Anna had photographs of her mother, father and sister. With a pair of nail scissors, she cut out just their heads, wrapped them in cellophane and hid them in her hair under a bobby pin. She kept transferring her treasures when she was in the Women’s Camp, in the showers. Once she had them in her mouth and had to open it. ‘What’s that you’ve got in your mouth, you elephant?’ the guard said. ‘Photos’ I replied. ‘Whose?’ ‘Mom’s.’ ‘Get along then’ she said and so I smuggled them through.”
Two of those pictures are all she has left.
Lou Salton, founder of the Salton kitchenware company, stands in a national forest preserve ten miles from his Polish birthplace, Wieliczka. His father, grandmother, step-mother and step-sister were shot here, along with all Jews in the town. Poles dug pits and threw people in, burying many alive.

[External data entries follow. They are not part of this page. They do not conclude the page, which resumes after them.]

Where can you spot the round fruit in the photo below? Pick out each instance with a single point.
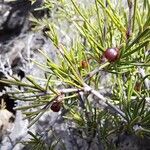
(56, 106)
(111, 54)
(137, 86)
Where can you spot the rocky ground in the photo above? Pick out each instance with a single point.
(18, 44)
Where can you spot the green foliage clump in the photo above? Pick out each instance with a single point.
(89, 29)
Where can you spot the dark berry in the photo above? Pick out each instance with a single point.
(56, 106)
(84, 64)
(111, 54)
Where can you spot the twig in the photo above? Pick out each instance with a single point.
(146, 81)
(105, 23)
(62, 91)
(129, 28)
(92, 73)
(87, 88)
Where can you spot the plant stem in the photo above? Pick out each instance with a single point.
(129, 29)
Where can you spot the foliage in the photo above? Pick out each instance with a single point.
(93, 28)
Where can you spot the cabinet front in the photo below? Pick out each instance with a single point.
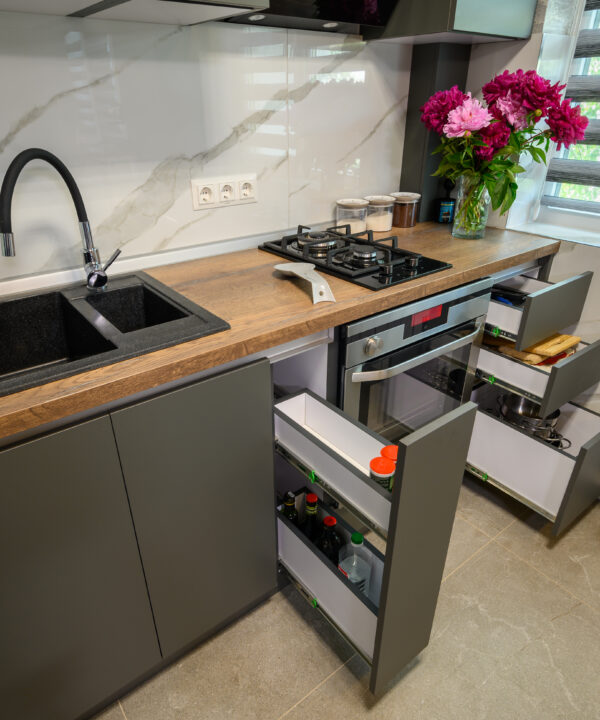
(198, 465)
(75, 621)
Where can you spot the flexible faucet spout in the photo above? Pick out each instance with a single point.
(91, 255)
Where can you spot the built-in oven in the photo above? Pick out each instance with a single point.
(405, 367)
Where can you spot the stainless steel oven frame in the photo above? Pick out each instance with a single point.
(374, 337)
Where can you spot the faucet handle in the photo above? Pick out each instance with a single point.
(111, 259)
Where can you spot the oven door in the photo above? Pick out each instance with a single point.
(399, 392)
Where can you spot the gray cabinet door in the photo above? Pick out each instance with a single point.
(198, 465)
(75, 620)
(429, 473)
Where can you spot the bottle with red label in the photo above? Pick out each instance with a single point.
(311, 526)
(330, 541)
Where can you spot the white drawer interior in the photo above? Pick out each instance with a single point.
(509, 318)
(337, 449)
(529, 378)
(531, 468)
(354, 613)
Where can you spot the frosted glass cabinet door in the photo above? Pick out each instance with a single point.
(75, 621)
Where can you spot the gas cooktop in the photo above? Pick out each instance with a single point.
(356, 257)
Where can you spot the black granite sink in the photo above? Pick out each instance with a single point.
(45, 332)
(65, 331)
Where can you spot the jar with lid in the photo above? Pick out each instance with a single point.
(379, 212)
(406, 208)
(352, 212)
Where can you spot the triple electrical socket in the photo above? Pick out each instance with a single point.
(228, 190)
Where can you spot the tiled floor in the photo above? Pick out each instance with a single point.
(516, 635)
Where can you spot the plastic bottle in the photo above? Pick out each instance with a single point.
(289, 507)
(329, 541)
(355, 563)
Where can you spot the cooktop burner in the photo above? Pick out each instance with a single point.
(357, 257)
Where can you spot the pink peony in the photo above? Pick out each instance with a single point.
(512, 111)
(435, 111)
(566, 123)
(467, 118)
(496, 135)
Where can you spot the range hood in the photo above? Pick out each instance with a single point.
(415, 21)
(170, 12)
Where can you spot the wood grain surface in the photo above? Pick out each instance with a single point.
(264, 309)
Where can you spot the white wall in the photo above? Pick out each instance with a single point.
(136, 110)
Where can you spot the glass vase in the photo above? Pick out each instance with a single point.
(472, 208)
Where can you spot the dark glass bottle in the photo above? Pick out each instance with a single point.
(330, 542)
(289, 507)
(311, 525)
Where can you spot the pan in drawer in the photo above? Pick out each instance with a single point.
(550, 387)
(350, 610)
(559, 484)
(547, 308)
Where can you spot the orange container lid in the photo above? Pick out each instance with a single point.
(382, 466)
(390, 452)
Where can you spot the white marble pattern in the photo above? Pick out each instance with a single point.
(136, 110)
(347, 136)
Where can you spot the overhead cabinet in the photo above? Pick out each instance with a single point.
(415, 21)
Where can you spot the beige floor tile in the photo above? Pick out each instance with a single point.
(254, 670)
(573, 560)
(506, 644)
(464, 542)
(487, 508)
(111, 713)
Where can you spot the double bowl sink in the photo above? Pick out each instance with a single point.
(59, 333)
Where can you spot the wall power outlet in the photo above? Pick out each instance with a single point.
(222, 191)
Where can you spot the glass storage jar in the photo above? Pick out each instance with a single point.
(353, 212)
(379, 212)
(406, 209)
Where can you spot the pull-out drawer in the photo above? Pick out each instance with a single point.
(546, 308)
(558, 483)
(334, 451)
(354, 613)
(550, 386)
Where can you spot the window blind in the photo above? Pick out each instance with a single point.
(577, 166)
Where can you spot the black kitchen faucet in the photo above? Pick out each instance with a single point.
(96, 274)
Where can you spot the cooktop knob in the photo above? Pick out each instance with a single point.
(372, 345)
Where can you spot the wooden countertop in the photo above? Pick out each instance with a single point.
(264, 309)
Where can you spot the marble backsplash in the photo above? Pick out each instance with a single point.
(137, 110)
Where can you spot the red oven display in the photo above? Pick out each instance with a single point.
(426, 315)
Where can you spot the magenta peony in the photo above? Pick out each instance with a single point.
(435, 111)
(511, 110)
(501, 85)
(496, 135)
(537, 93)
(566, 123)
(467, 118)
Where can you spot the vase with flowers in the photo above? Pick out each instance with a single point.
(481, 145)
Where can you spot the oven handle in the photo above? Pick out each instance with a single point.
(372, 375)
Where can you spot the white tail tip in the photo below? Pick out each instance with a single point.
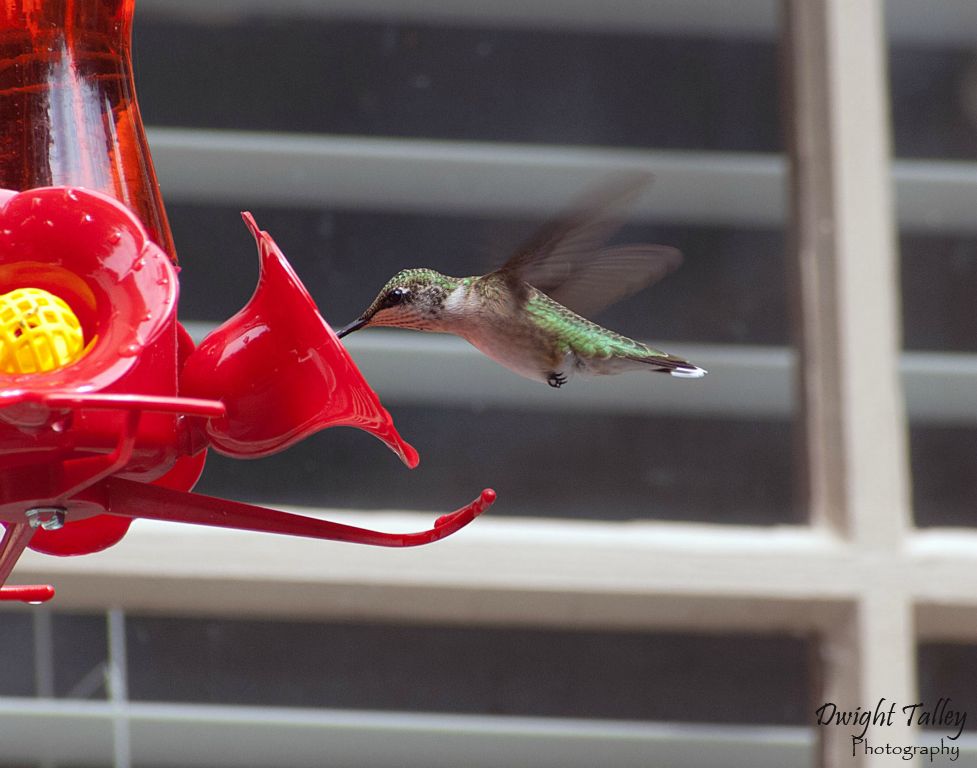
(689, 373)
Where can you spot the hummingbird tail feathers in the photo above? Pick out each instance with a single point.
(676, 366)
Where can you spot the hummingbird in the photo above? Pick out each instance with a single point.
(528, 315)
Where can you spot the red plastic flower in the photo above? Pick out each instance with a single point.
(101, 428)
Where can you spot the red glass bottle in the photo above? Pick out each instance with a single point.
(68, 112)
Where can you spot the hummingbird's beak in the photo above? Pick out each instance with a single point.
(353, 326)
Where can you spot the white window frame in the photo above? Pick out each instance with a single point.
(860, 576)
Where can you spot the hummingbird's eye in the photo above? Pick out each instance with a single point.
(396, 296)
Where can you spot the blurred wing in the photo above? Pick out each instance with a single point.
(566, 259)
(613, 274)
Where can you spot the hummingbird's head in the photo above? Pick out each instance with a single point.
(413, 298)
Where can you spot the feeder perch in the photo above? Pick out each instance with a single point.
(107, 408)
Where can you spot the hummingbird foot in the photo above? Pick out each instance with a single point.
(556, 379)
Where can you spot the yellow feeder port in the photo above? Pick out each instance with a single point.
(38, 332)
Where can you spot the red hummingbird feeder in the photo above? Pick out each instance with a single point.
(107, 408)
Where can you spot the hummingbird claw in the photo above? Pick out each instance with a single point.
(556, 379)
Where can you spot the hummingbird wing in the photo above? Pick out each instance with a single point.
(566, 258)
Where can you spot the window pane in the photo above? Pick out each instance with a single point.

Salton left Cracow in 1940, but his grandmother refused to go, so the rest of his family stayed and were killed. His mother and sister were choked in gas vans by carbon monoxide from diesel engines. The Saurer Company of Austria supplied the vans and they killed his relatives and 580,000 other Jews in Belzec.
Salton, 82, returned to find his family’s death place. Surviving Jews had dedicated a stone to their memory. There were no signs, no paths leading to it. We found it only with the help of an old peasant. Salton stood where his father had 52 years earlier. All around us the trees were dying of pollution from Cracow and from fallout from Chernobyl.
©1996 Jill Freedman
Jill Freedman, a freelance photographer based in Miami, spent her Patterson year documenting the Holocaust, 50 years later.